When you see a regular narrow QRS tachycardia with a heart rate (ventricular rate, QRS rate) of 110-130/minute
but with no clearly identifiable P waves, remember the possibility of atrial flutter.
Click here for a more detailed ECG
ECG 3c. The above ECG belongs to the same patient and shows disappearance of Adenosine effect.
It was recorded at 10:10:49 (10 seconds after the ECG 3b).
With the disappearance of Adenosine effect, heart rate (ventricular rate) increases again.
With the disappearance of Adenosine effect, flutter waves become difficult to notice.
Click here for a more detailed ECG
ECG 4. The ECG above belongs to a 37 years-old man with overt anxiety.
Heart rate (ventricular rate) is 132/minute.
No sawtooth appearance is seen. The rhythm is sinus tachycardia.
P waves and (acceptable) PR interval are clearly seen.
On the other hand, the ECG 3a did not show clear P waves even though the heart rate was 123/minute.
Click here for a more detailed ECG
ECG 5. The ECG above belongs to a 79 years-old man with chronic obstructive pulmonary disease (COPD).
His heart rate (ventricular rate) is 122/minute.
Now, what do you think about the rhythm in the above ECG?
Do you see clear P waves and (an acceptable) PR interval?
Do you see sawtooth appearance (or at least some evidence of it)?
:))
It's clear, isn't it?
Click here for a more detailed ECG
ECG 6. The ECG above is from a 35 years-old man with atypical resting chest pain.

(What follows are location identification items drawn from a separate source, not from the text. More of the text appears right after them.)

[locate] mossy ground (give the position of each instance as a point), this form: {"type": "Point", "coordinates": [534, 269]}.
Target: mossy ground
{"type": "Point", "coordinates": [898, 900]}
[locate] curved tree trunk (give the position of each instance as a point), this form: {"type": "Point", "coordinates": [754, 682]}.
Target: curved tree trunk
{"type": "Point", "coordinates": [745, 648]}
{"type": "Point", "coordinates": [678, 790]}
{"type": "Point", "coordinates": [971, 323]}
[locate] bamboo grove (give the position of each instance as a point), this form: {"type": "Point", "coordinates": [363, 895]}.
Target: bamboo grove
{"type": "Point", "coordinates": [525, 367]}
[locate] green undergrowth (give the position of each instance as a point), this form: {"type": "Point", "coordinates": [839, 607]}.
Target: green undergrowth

Heart rate (ventricular rate) is 122/minute.
P waves and (acceptable) PR interval are clearly seen.
Sawtooth appearance is not seen.
The rhythm is sinus tachycardia.
Many leads show PR depression while lead aVR shows PR elevation.
The clinical and ECG findings of this patient suggested the diagnosis of pericarditis.
Click here for a more detailed ECG
ECG 7. The ECG above is from a 47 years-old man.
Heart rate (ventricular rate) is 148/minute.
P waves and PR interval are clearly seen.
Even though the heart rate is high (148/minute), P waves are still seen.
Sawtooth appearance is not seen.
The rhythm is sinus tachycardia.
Click here for a more detailed ECG
ECG 8. The ECG above is from a 27 years-old man with chronic renal failure.
It was recorded a few hours after renal transplantation.
At the same time, his serum potassium level was measured as 5.1 mEq/L.
The rhythm is sinus tachycardia. The T waves and the P waves are clearly visible.